American support for the British military repression of the Greek anti-fascist and anti-royalist underground forces in 1944, as well as the general and specific American policy toward the various leftist orientated resistance movements in the liberated areas of Western Europe, pointed in the direction of a restoration of the pre-war status quo, under a post-war American leadership. Gabriel Kolko’s study, The Politics of War: The World and United States Foreign Policy, 1943-1945, delves into this entire issue in great detail. It is most heartily recommended to those who continue to believe that the division of the world into "us" and "them" in the concluding months of the Second World War was synonymous to "good guys" and "bad guys."

Germany surrendered in May of 1945. Almost instantly, President Truman canceled all lend-lease shipments to the Soviet Union, and our other allies in the war against Germany. In point of fact, ships already on the way to Russian ports, and at least two already in Russian harbors, were ordered returned to the United States. Truman later acknowledged that this had been an error – especially since all conferences during the war, the Russians had been led to believe that the U.S. would continue to assist the Soviet Union after the defeat of Germany. Truman insisted that he had apparently signed the cancellation order without reading it. Well, we all knew that Harry was not the most competent individual to occupy the White House; but no one has ever accused him of being the most honest either.


After becoming president and being appraised of the existence of the atom bomb, Truman stated, "If it explodes, as I think it will, I’ll certainly have a hammer on those boys." Talking about the Japanese was he? No, I think not. The then Secretary of State, James Byrnes, told a scientist that the atom bomb was needed, not so much to defeat the Japanese, but "to make Russia manageable in Europe." And 20 years later, on a special television show, Byrnes disclosed that he and Truman specifically discussed the matter and decided against informing the Russians of the details of the bomb.

At the February 1945 Yalta Conference and upon the urging of the United States, the Soviet Union had agreed to declare war upon Japan within three months after the surrender of Germany. It appears that the United States government had changed its mind and no longer wished the U.S.S.R. to enter the war against Japan. Consequently, the Japanese surrender had to be rapidly effected, even if that meant using the atom bomb when it was clearly not militarily required. The Japanese had already made two official requests for terms prior to the atom bomb attacks. Their second request stated the willingness to completely surrender as long as the Emperor could be retained. To both of these requests, the American answer was the same: no terms; the surrender had to be unconditional. Not even the traditional and orthodox historians still insist that the atom bombing of the two Japanese cities was militarily necessary. Indeed, few authorities still hold that the American civilian and military leaders in August of 1945 even believed the atom bombs were necessary to induce the Japanese surrender without an invasion of the Island Empire.

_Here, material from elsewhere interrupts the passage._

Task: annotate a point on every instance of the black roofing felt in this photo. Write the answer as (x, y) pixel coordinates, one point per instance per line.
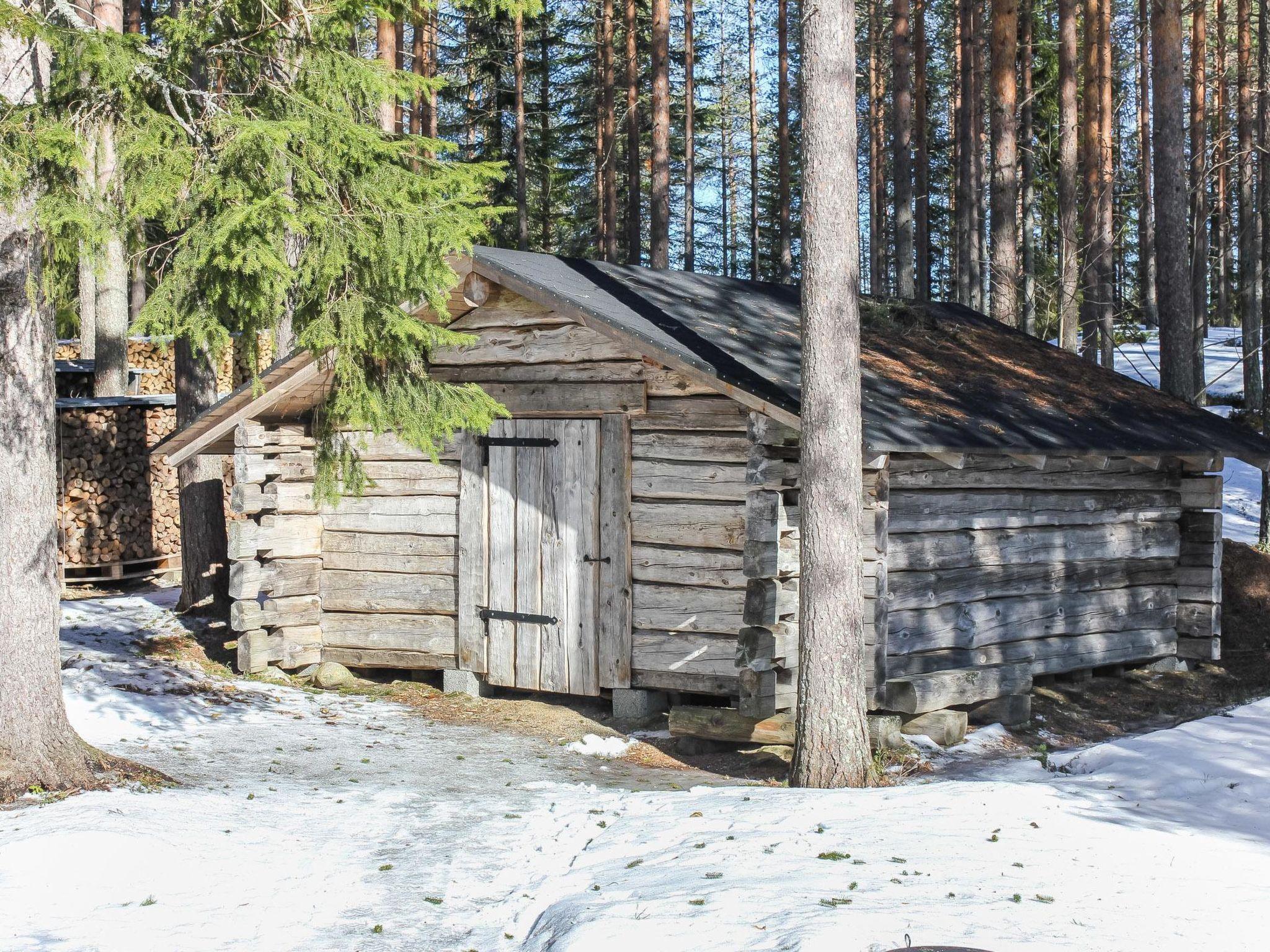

Former President Eisenhower testified [Los Angeles Times, August 1, 1966, p.9.] that in 1945, he urged the United States government not to drop the bomb. He "knew Japan was beaten," and that they were simply "looking for a face-saving way to surrender." Clearly, the truth is that the United States became the first country in the world to use nuclear weapons not for military reasons, but for reasons of international politics. And while the Japanese were made to suffer, the lesson was intended for the Russians.